02 February 2018 1 2K Report

Humans are very bias in choosing their method of conducting experimental measurements or make observations without being aware of it. What percentage of the entire electromagnetic wave spectrum can we perceive? No more than 5% for sure. But the changes, of which we must be aware, before we can understand aging, are most likely much more distinct outside our narrow sensory window because our sensory limitations did not affect the evolution of aging in any way.

For example, humans can only hear part of the sound an elephant makes because humans cannot hear such low frequencies as the elephant can. This tends to prevent the full understanding of the elephant’s communication options.
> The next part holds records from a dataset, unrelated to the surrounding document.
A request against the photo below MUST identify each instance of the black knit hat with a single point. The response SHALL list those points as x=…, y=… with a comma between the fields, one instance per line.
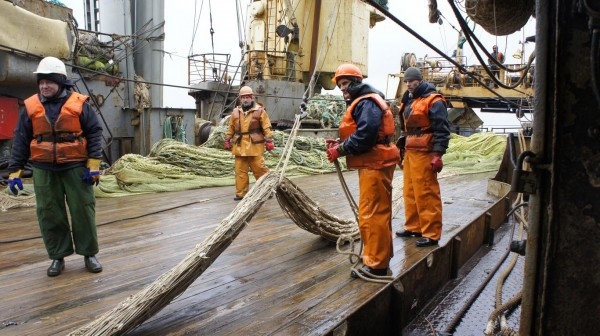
x=56, y=78
x=413, y=73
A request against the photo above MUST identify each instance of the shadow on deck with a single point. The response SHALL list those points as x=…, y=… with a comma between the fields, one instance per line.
x=275, y=278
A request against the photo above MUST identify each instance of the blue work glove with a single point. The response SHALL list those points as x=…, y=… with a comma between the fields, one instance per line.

Humans cannot distinguish such low sound frequencies from background noise, i.e. environment, because they cannot perceive the low elephant sound frequencies from being different from the background environment. But without considering those imperatively hidden factors we cannot fully understand elephant communication. Therefore, humans tend to miss cellular processes, which can only be distinguished from background noise outside the electromagnetic wavelength interval, for which humans have evolved sensory organs, i.e. eyes, ears and skin. The mechanism by which the tongue and nose operate is of an entirely different dimension because they cannot sense any wavelength.
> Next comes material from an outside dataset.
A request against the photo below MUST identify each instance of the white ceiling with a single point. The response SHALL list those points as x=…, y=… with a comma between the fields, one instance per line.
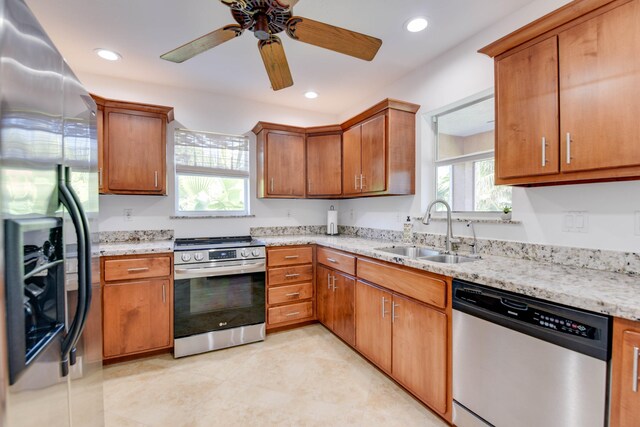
x=142, y=30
For example, before magnets were discovered, they remained for us an imperatively hidden object because we could not even suspect them in any way. But still, just because we lack any senses for perceiving any kind of magnetism does not stop it from affecting our lives. Only after we discovered the consequences of the forces, which the magnetic field has on some metals, prompted us to search outside the limited window, within which we can sense differences in wave length. Magnetic fields could affect life in many positive ways because they are used to treat major depressive disorder and cause involuntary muscle contraction. But has anybody even thought of measuring the magnetic field of a cell or brain, which I expect to be strong enough for us to measure with sensitive devices? Since any electric current causes a perpendicular radiating magnetic field, it can be hypothesized that the weak magnetic field is pulse-like and depends on the temporal pattern by which neurons fire action potentials. The changes in the magnetic field of a cell is expected to be enriched for the cellular component membrane because they have proton pumps and maintain an electric gradient to produce ATP. But what if changes in this magnetic field are causing us to age? Then we could stop the aging process by any intervention, which sets our cellular magnetic field pattern back to its youthful benchmark.
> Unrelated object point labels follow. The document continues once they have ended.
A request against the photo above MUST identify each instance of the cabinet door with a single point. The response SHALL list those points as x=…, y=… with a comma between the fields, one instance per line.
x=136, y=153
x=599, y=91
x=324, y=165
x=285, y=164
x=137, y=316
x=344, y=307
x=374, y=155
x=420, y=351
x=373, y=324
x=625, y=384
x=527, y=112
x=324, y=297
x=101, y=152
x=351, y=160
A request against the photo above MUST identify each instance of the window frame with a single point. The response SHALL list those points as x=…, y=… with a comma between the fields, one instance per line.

I suspect that the reason for our only rudimentary understanding of the aging process is caused by us missing such kind of imperatively hidden objects, which are required for making the essential key observations without which aging cannot be fully explained. I view a magnetic field as a concept, which exists, regardless weather we are aware of it. There may be many more other hidden concepts, which we must develop correctly, before we can reverse aging.

Analogies to aid in the understanding of the concept of Imperatively Hidden Objects (IHO)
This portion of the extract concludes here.